Submitted to: BMC Genomics
Publication Type: Peer Reviewed Journal
Publication Acceptance Date: 11/18/2008
Publication Date: 11/18/2008
Citation: Mondego, J.M., Carazolle, M.F., Costa, G., Formighieri, L.P., Parizzi, L.P., Rincones, J., Cotomacci, C., Vidal, R.O., Estrela, R.C., Garcia, O., Castro, L.A., Gramacho, K.P., Goncalves, M.S., Neto-Goes, A., Barbosa, L.V., Guiltinan, M.J., Bailey, B.A., Meinhardt, L.W., Cascardo, J.C., Pereira, G.A. 2008. A genome survey of Moniliophthora perniciosa gives new insights into Witches’ Broom Disease of cacao. Biomed Central (BMC) Genomics. 9:548.

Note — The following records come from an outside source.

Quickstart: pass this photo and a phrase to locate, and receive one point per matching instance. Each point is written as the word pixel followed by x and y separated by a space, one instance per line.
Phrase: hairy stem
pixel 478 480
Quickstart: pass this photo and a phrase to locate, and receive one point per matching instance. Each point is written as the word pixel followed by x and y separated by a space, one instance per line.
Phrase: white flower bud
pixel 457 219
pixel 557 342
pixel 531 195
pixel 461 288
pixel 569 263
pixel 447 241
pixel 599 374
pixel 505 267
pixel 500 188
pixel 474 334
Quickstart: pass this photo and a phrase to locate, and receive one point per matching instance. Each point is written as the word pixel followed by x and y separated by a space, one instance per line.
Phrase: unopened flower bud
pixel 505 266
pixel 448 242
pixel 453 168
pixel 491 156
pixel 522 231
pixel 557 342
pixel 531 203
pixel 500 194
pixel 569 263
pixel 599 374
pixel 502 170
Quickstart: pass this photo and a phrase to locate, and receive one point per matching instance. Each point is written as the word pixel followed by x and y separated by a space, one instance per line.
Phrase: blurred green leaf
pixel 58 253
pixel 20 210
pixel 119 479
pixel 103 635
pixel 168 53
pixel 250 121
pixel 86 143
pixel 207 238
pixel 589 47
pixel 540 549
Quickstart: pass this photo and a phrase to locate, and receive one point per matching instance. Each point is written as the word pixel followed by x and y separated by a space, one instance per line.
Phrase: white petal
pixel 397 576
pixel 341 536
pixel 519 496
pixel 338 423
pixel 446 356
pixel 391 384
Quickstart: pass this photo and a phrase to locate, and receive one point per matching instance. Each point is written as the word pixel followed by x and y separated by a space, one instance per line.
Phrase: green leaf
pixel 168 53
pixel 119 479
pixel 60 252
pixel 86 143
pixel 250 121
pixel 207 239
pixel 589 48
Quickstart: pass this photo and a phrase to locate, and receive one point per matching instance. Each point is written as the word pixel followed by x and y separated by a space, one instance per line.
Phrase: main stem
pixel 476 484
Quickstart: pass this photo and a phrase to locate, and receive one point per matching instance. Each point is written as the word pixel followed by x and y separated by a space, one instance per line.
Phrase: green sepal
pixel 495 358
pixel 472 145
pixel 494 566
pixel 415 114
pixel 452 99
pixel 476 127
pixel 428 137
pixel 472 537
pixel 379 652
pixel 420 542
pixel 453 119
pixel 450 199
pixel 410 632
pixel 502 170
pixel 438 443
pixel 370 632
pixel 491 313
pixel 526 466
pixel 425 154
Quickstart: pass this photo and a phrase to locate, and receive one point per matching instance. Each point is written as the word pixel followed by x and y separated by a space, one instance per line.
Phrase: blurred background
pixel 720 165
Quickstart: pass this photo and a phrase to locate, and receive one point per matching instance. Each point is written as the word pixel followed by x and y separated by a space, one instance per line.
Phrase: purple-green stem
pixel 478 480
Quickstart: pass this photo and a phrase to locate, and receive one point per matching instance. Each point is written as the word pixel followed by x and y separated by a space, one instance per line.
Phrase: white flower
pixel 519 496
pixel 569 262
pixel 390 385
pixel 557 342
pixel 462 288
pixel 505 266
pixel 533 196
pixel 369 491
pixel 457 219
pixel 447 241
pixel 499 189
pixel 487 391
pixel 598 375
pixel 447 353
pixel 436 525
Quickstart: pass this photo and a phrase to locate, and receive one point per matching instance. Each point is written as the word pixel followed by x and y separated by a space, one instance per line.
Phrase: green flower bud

Interpretive Summary: Research into diseases of cacao is important to the U.S. economy because cacao is the raw material for the production of chocolate and the chocolate industry is one of the main consumers of U.S. grown dairy, nuts, oils, and sugar products. Fungal diseases such as Witches’ Broom Disease (WBD) of cacao have devastated cacao production in much of the Western Hemisphere. WBD is caused by the fungus Moniliophthora perniciosa. In the present study we analyzed the DNa and genes of the fungus. The results showed that the fungus has genes that make it highly adaptive to the tropical environment, with multiple mechanisms that modify the plants and lead to the disease. This information provides insight into how this fungus functions and provides researchers mechanisms to develop new control measures. Plant pathologists, biologists, and mycologists will benefit directly from this information.
Technical Abstract: Background: The basidiomycete fungus Moniliophthora perniciosa is the causal agent of Witches’ Broom Disease (WBD) in cacao (Theobroma cacao). It is a hemibiotrophic pathogen that colonizes the apoplast of cacao’s meristematic tissues as a biotrophic pathogen, switching to a saprotrophic lifestyle during later stages of infection. M. perniciosa, together with the related species M. roreri, are pathogens of aerial parts of the plant, an uncommon characteristic in the order the Agaricales. A genome survey (1.9X coverage) of M. perniciosa was analyzed to evaluate the overall gene content of this phytopathogen. Results: Genes encoding proteins involved in retrotransposition, reactive oxidative stress (ROS) resistance, drug efflux transport and cell wall degradation were identified. An expansion of the P450 family (1.15% of gene models) indicates that M. perniciosa has a great potential for detoxification, production of toxins and hormones; which may confer a high adaptive ability to the fungus. We have also discovered new genes encoding putative secreted polypeptides rich in cysteine, as well as genes related to methylotrophy and plant hormone biosynthesis (gibberellin and auxin). Conclusion: This genome survey gives an overview of the M. perniciosa genome, and reveals that a significant portion is involved in stress adaptation and plant necrosis, two necessary characteristics for a hemibiotrophic fungus to fulfill its infection cycle. Our analysis provides new evidence revealing potential adaptive traits that may play major roles in the mechanisms of pathogenicity in the M. perniciosa/cacao pathosystem.